Cute Boy With Guitar Ethan Harris is 20 and looks half that. He seems nervous at first but settles right into Keith’s “You’ll Think of Me,” and crushes it. I will hereafter refer to him as “The Boys in the Band Perry.”
Three-fer time! Leah Guerrero is eerily confident in her version of Rihanna’s “Stay.” Doughy gay Zach Gray treats “You Know I’m No Good” like it’s the theme song to “Planet Unicorn.” Symphony Howlett sings in a way that’s so fluttery I can’t even recognize what she’s singing; seriously, it’s like Dolores O’Riordan from the Cranberries singing into a fan. Harry finds her tics incredibly annoying, and I thank God for that. But they all get golden tickets!
Ayla Stackhouse has a take-charge kind of voice, a funky look, and a winning attitude. The judges love her version of Little Mix “Wings” (or “Little Wings” by Mix or “Little” by a Mix of Wings — I’m honestly not sure). She’s unanimously through! So is 27-year-old Kansan Eric Gordon, who does a blessedly guitar-free take on John Mayer’s “Perfectly Lonely.”

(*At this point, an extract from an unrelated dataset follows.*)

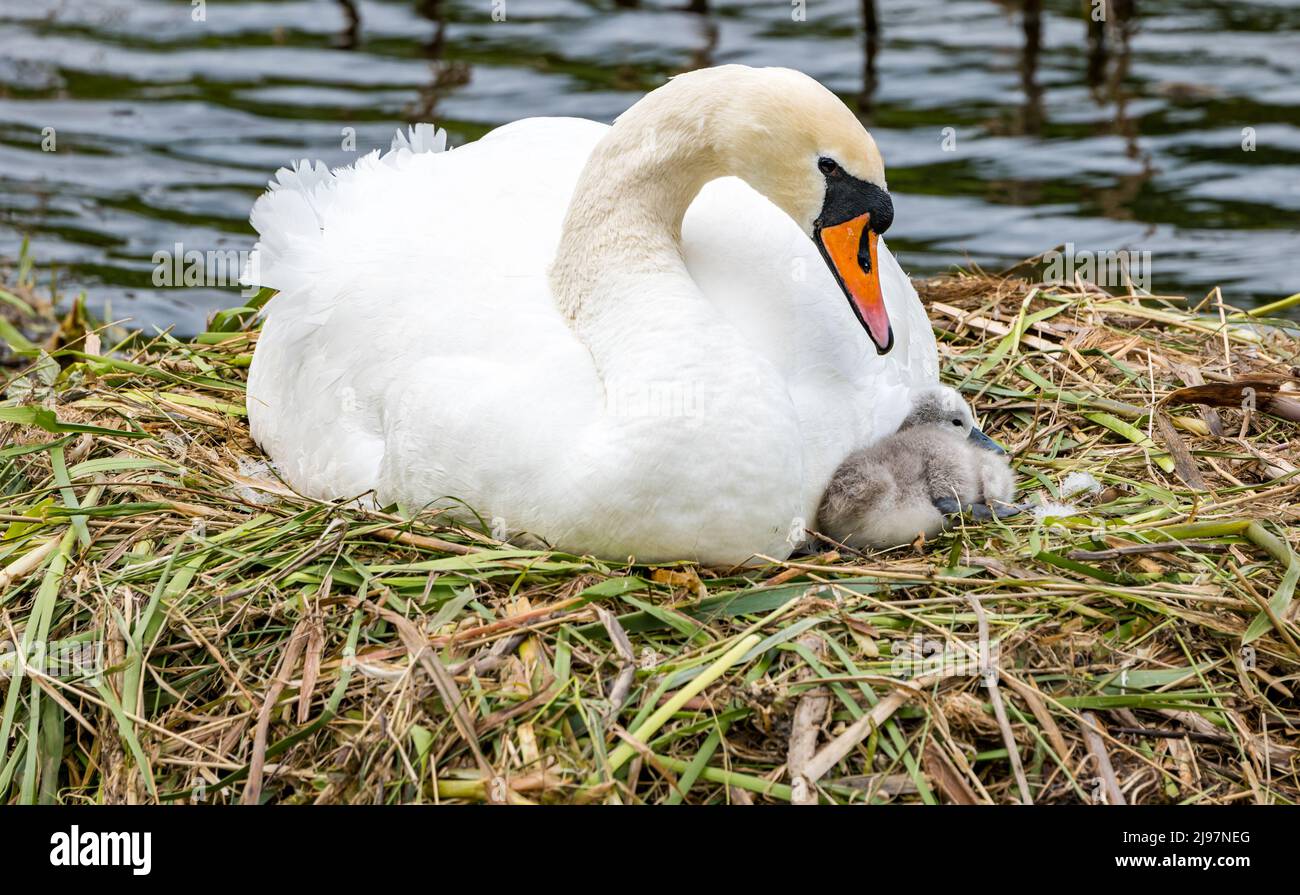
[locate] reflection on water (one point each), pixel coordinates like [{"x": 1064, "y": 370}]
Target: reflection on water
[{"x": 1009, "y": 126}]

Wee Ryan Nisbett went from being over 300 pounds to the teeny-tiny hipster we see before us this evening. He doesn’t go into the details of how he did it, but his curly mustache indicates it was somehow artisanal. And wouldn’t you know, he has the voice of a lil barrista angel. As if to underscore this fact, he sings Sarah MacLachlan’s “Angel,” and it’s such a gorgeous, falsetto-y, unique performance, I almost don’t think of sad shelter puppies. Jennifer calls him “Sui generis,” which means “of its own kind,” and it’s right on the money. (It also reminds me of my favorite New York Times correction; long ago, someone called Rush Limbaugh that in an interview, and it ran as “Rush Limbaugh is sweet, generous.”) Plus Ryan has a cold and won’t even complain about it! Keep an eye on this one.
We end as we began the whole season, with young African-American Miley Cyrus Marialle Sellars, who we all know made it through, but it’s nice to see it again.
Nice. You’re giving me lots of nice, Idol. And I don’t know what to do about it. How dare you entertain me?